Setting off on your own, Xblaze? You started off as an off-shoot of BlazBlue, but now you have a sequel and you're all grown up. Xblaze Lost: Memories isn't really about the BlazBlue series proper, as you'll see little of the disdainful vampire heiresses or self-aggrandizing, nail-wielding ninja superheroes from the fighting games. Instead there's a lineup of magicians, warriors, and intrepid schoolkids hashing things out some 150 years before the events of BlazBlue. And Lost: Memories plunges right into it.

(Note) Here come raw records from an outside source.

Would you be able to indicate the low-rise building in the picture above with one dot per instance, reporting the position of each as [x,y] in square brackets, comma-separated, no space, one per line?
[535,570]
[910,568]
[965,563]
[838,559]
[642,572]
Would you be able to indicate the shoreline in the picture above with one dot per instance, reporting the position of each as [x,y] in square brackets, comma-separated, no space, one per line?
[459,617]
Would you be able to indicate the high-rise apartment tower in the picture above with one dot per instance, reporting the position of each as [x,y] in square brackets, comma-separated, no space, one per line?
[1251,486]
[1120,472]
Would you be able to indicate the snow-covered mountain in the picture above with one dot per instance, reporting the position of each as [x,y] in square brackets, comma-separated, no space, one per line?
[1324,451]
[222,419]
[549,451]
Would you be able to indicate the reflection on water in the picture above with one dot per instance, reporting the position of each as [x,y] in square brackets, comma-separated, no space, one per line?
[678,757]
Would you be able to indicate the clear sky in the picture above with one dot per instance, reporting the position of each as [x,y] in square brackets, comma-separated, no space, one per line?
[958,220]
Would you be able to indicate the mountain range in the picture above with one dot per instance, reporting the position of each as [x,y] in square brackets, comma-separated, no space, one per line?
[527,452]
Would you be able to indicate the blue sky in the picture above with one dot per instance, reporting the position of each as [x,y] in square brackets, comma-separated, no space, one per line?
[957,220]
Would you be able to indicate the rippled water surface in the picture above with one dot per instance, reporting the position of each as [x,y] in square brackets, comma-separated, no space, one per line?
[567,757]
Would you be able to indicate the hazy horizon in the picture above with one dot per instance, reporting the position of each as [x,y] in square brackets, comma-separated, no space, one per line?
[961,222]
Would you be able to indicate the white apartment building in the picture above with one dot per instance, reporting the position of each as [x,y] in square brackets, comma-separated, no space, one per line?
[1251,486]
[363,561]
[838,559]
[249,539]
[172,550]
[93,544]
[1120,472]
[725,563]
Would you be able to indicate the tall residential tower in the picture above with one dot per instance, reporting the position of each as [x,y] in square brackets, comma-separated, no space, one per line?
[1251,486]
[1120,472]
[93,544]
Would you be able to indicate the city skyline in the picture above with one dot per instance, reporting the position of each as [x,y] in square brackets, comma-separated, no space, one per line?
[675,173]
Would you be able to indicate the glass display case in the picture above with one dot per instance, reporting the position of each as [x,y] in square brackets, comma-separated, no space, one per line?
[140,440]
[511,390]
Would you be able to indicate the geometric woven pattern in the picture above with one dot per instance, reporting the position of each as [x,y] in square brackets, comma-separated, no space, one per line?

Xblaze Lost: Memories stars a young woman with a rotten family life wracked by her father's bizarre experiments. It's left her with an eyepatch as well as the same voice actress and hair color as BlazBlue's Konoe, but that's probably coincidental. After digging too deep into her own backstory, she awakens in a mysterious inter-dimensional realm, befriends an equally mysterious woman named Nobody, and takes on the moniker of “Me.” She's swiftly pushed into plotlines with characters from the original Xblaze Code: Embryo, often seeing events from the first game with a new viewpoint.

While Code: Embryo unfolded like a visual novel most of the time, Lost: Memories mixes other perspectives with its conversations and character portraits. The player guides “Me” through pixel dungeons from an overhead view. Here she evades traps and enemies while gathering Memory Fragments, which Nobody can change into more useful Memory Crystals that correspond to different characters. Before she'll do that, however, Nobody asks the player trivia questions while she and “Me” cavort in big-headed, ultra-flat form. It's still a visual novel much of the time, so players should prepare for a lot of talking—even inside the dungeons.